Ginko is hard core. He's a one-eyed, chain smoker who goes through, and helps others go through, some seriously serious metaphysical shit. To quote Ernie Hudson in Ghostbusters, he's "seen shit that'll turn you WHITE!" And oddly enough, it truly has (at least his hair). Some of the episodes will really make you think and ponder them (episode 8 and the fog one come to mind), and some make you feel sad, but hopeful (like the episode about Ginko's past, and the one dealing with the cocoon-making maiden). Alas, some end tragically as well, but absolutely none of Mushishi's episodes end how you think they will.

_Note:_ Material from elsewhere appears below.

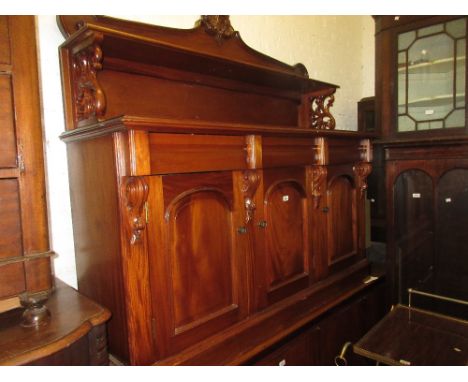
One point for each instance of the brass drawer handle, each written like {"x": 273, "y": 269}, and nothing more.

Each story (and each episode is its own story onto itself, with rarely a secondary character showing up more than once) has two basic mysteries to it: What is the problem, and how will Ginko fix things once he understands them? Each mushi that Ginko comes across acts different from any previous, and so their cure, or the answer on how to send them packing is always anomalous from the previous. Some of these mysteries are brilliantly strange, but Ginko is well read, and a very quick thinker (despite the fact that he constantly looks like he just got roofied over at the Sea Wench Pub by that ugly, fat chick who wouldn't leave me alone despite my "No Fat Chicks" T-shirt and the fact that kept throwing peanuts at her all night... Or so I've heard. I mean, I wouldn't know what a roofy hangover looks like in a guy. It's not like that fat chick had any mirrors in her place when I woke up). Though, one mystery that I just can't figure out is why this appears to take place in older rural Japan (like centuries ago), but Ginko appears to be wearing loafers and modern business casual clothes. Is he really Scott Bakula in disguise?
Anyway, I love how detailed and how incredibly well painted the backgrounds are; everything is so alive and vivid, even with a lot of the episodes having a subdued palette. I liked how Ginko brought hope wherever he went, but he didn't always have all the answers that the mushi-cursed wanted, or their cures were ended with a lot more suffering than they initially caused. And the mushi are usually always just thought of as natural beings. I mean, even when the shittiest of the shitty endings happens to people just because they accidentally sneezed on an invisible mushi or something, most of the people who are cursed and damned by the critters just chalk it up to "oh well... Those craaaaaazy mushi.... Oi, my life sucks."
Ummm, was I like supposed to learn something from this shit, G? Yo, like I'm watching some of these episodes about these little ghost worms, which are eating the souls of all these poor schmucks in Japan, and like there didn't seem to be any moral or anything to get out of all this.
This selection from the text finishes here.